How the deformation drives the flow — and back
Mechanical → transport. Each transport node on the ITZ midline is fed the
axial stress of its two flanking radial ITZ elements (a
LatticeDirichletCoupling boundary condition: compression sets a pore
pressure there). With the outer boundary drained (P_f = 0) and zero
storage, the transport problem reaches steady state, so the pore pressure
follows the same logarithmic radial profile as the pressure post,
P_f(r) = P_a · ln(b / r) / ln(b / a_p),
high at the inclusion, zero at the rim — only now P_a is generated by the
deformation rather than prescribed.
Transport → mechanical. Total stress is effective stress plus a fraction of the pore pressure,
σ = σ_eff + b · P_f,
with b Biot’s coefficient. At b = 1 the pore pressure acts as a
distributed body force throughout the matrix; its gradient pushes the solid
outward everywhere. So the matrix carries both the inclusion’s inner
push and the fed-back pore pressure.
The two sub-problems are solved in a staggered loop — mechanics first (so the stress exists for the transport to read), then transport — exchanging stress and pressure each step.
Lattice vs analytical
The transferred pressure. The pore pressure on the transport lattice,
normalised by the ITZ-midline value P_a, against normalised radius
r / r_i — raw lattice nodes (scatter) against the logarithmic profile (line):
The deformation-generated field is logarithmic, just as a prescribed inner pressure would give — the coupling transfers the stress to the fluid cleanly.

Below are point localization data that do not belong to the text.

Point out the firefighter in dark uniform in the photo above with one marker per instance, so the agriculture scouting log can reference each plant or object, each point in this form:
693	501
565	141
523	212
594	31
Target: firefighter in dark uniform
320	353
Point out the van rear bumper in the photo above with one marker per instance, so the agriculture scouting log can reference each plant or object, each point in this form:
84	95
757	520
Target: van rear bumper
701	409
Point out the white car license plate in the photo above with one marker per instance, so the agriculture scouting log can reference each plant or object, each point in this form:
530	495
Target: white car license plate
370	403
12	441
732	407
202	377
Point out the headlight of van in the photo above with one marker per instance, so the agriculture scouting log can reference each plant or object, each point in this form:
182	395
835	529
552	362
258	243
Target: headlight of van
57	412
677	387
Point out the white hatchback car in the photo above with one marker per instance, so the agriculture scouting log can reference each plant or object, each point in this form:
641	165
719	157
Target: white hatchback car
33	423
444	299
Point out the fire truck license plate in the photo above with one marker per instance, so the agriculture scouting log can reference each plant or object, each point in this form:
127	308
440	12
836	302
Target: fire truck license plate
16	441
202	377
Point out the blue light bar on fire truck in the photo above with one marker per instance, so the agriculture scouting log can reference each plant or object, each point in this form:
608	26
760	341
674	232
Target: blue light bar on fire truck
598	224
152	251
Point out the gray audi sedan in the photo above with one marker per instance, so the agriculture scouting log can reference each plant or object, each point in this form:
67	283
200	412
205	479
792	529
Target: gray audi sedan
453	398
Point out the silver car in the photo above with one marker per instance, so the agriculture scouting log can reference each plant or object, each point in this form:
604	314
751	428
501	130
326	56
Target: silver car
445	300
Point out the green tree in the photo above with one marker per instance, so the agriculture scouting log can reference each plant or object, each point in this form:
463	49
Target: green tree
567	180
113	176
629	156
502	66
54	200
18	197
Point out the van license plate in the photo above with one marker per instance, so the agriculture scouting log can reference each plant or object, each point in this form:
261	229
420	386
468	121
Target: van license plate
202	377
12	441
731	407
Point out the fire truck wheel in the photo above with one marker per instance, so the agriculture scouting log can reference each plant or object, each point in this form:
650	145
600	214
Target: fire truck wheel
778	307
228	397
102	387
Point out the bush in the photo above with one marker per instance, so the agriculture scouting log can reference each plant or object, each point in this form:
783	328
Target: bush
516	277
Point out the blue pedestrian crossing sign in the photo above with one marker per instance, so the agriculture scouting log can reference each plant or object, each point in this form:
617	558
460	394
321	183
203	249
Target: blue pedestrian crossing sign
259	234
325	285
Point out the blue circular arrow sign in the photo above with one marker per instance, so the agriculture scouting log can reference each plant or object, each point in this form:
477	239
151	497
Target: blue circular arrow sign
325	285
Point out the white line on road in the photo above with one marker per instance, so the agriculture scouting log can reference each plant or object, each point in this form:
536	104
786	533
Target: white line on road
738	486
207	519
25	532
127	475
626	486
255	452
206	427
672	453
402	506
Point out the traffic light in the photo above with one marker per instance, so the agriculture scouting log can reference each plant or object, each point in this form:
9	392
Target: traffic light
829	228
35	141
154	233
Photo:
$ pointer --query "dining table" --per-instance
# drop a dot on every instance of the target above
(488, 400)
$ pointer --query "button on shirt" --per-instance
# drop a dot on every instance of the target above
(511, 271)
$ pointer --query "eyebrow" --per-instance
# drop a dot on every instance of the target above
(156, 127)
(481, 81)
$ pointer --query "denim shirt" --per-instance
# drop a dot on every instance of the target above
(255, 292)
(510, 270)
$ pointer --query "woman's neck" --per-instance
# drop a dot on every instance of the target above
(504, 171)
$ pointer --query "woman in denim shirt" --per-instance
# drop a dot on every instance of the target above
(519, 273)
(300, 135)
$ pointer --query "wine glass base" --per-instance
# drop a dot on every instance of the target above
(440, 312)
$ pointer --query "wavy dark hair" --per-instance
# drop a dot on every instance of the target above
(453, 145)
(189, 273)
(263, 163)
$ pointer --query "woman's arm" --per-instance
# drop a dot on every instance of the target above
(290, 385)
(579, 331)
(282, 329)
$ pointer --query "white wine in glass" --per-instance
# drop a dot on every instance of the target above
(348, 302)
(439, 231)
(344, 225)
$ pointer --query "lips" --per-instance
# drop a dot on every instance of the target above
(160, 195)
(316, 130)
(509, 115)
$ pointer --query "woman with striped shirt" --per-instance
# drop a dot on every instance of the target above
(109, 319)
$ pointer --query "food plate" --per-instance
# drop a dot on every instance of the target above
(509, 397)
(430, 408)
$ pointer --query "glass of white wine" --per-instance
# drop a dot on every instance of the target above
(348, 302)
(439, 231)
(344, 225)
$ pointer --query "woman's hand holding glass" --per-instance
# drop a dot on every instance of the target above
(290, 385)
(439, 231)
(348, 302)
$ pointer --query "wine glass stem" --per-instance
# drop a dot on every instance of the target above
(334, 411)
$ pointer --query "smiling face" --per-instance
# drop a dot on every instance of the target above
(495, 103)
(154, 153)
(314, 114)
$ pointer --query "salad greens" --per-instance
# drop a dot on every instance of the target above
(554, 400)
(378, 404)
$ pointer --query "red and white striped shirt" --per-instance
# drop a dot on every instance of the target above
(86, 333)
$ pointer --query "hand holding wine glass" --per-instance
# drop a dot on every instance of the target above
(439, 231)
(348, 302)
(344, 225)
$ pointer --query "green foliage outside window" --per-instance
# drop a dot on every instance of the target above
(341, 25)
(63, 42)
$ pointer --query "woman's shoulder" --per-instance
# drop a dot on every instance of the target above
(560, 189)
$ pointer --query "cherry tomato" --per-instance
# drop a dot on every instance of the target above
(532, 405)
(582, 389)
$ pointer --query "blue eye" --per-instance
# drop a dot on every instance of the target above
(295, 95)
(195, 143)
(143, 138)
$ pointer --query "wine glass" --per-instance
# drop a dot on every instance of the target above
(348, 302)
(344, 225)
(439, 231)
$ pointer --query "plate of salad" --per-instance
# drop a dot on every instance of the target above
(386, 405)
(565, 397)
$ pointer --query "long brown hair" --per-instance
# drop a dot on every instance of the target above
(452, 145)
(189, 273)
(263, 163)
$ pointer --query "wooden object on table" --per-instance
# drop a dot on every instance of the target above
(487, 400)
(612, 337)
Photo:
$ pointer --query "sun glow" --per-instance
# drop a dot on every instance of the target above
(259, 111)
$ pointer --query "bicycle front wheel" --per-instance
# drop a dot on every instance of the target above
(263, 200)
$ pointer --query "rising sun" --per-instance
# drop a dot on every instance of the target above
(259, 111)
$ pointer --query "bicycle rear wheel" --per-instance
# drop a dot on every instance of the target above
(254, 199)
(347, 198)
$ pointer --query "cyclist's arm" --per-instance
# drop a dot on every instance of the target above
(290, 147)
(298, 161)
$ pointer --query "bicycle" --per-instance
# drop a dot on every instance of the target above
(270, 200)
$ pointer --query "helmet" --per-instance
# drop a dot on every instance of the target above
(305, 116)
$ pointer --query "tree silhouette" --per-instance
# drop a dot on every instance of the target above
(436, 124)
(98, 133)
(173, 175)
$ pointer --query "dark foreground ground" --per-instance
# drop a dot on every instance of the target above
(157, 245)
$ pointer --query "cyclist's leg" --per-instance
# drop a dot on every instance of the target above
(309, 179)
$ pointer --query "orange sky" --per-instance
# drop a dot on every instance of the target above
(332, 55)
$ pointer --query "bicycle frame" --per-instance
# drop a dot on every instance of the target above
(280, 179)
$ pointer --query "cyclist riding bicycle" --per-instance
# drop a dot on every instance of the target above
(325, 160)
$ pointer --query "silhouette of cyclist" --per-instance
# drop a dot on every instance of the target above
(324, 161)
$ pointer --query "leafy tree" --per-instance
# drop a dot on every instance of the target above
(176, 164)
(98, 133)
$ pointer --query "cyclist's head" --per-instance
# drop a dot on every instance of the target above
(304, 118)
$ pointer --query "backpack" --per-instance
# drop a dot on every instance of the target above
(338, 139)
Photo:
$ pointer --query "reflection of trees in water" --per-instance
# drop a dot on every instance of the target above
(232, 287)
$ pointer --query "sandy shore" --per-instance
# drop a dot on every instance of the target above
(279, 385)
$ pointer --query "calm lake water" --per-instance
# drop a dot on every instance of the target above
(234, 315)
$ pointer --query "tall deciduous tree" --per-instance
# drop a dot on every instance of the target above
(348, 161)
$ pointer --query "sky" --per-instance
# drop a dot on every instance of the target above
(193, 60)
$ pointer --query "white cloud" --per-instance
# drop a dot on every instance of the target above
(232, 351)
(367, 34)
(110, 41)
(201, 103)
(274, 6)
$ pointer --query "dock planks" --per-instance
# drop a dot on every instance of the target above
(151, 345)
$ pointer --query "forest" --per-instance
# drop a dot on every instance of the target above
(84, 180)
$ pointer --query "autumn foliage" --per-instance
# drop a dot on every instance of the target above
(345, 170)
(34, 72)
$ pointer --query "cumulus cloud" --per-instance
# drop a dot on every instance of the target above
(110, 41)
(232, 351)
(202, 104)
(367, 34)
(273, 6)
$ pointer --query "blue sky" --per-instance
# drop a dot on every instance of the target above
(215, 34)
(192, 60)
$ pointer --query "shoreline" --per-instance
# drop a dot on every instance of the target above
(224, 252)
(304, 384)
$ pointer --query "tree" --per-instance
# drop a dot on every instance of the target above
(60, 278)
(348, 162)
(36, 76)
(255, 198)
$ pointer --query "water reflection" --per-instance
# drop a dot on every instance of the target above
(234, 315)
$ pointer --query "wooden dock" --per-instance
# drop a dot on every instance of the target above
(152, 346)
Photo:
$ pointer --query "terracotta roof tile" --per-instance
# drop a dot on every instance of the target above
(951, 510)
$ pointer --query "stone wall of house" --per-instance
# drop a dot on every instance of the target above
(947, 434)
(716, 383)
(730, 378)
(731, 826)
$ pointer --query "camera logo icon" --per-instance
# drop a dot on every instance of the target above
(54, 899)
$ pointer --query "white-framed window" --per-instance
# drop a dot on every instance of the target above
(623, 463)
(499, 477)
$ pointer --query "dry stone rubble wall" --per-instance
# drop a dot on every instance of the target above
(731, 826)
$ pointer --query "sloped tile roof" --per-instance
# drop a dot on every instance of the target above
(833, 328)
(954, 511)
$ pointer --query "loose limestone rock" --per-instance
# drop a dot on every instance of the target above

The fed-back displacement. Here is the nice part: that same pore pressure
P_a is the ITZ axial stress, which is the radial traction the ITZ applies
to the matrix. So the matrix annulus is loaded by σ_r(a) = P_a at the inner
edge, a traction-free outer edge, and — because the matrix now carries the
distributed pore-pressure body force — the poroelastic solution
u_r(r) = (κ/2) r ln r + D r + C1/r with κ ∝ b · P_a. The displacement is
predicted from the computed pressure, with no fitted amplitude:
u_r increases with radius — the wall thickens. Without the feedback
(b = 0, κ = 0) the same load gives the Lamé result, where u_r decreases
and the wall thins. The Biot feedback flips it, exactly as the inner pressure
did in the previous post — reached here from the opposite direction.
This elastic case is the baseline. Let the ITZ keep expanding and the matrix crack, and the same coupled lattice — pore pressure on the Voronoi dual, effective stress on the Delaunay frame — drives the pressure-and-cracking problem of the 2015 paper, now from a deformation source.
Reproduce
git clone https://github.com/githubgrasp/oofem-examples.git
cd oofem-examples/lattice-coupling-displacement-2d
docker run --rm -v "$PWD":/work ghcr.io/githubgrasp/oofem-public:lattice-coupling-displacement-2d bash run.sh
The converter writes both subproblems from one shared mesh (#@grid 2dSMTM);
run.sh solves the staggered problem and draws pressure.png and
displacement.png. Setting bio 0.0 in control.in (and dropping
#@couplingflag) switches off the feedback and recovers the Lamé thinning —
compare.py swaps the analytical curve automatically. The run takes about
fifteen seconds.
The :lattice-coupling-displacement-2d image tag is immutable — use :latest
instead to track the current OOFEM build (results may drift slightly as the
code evolves).
Built with OOFEM.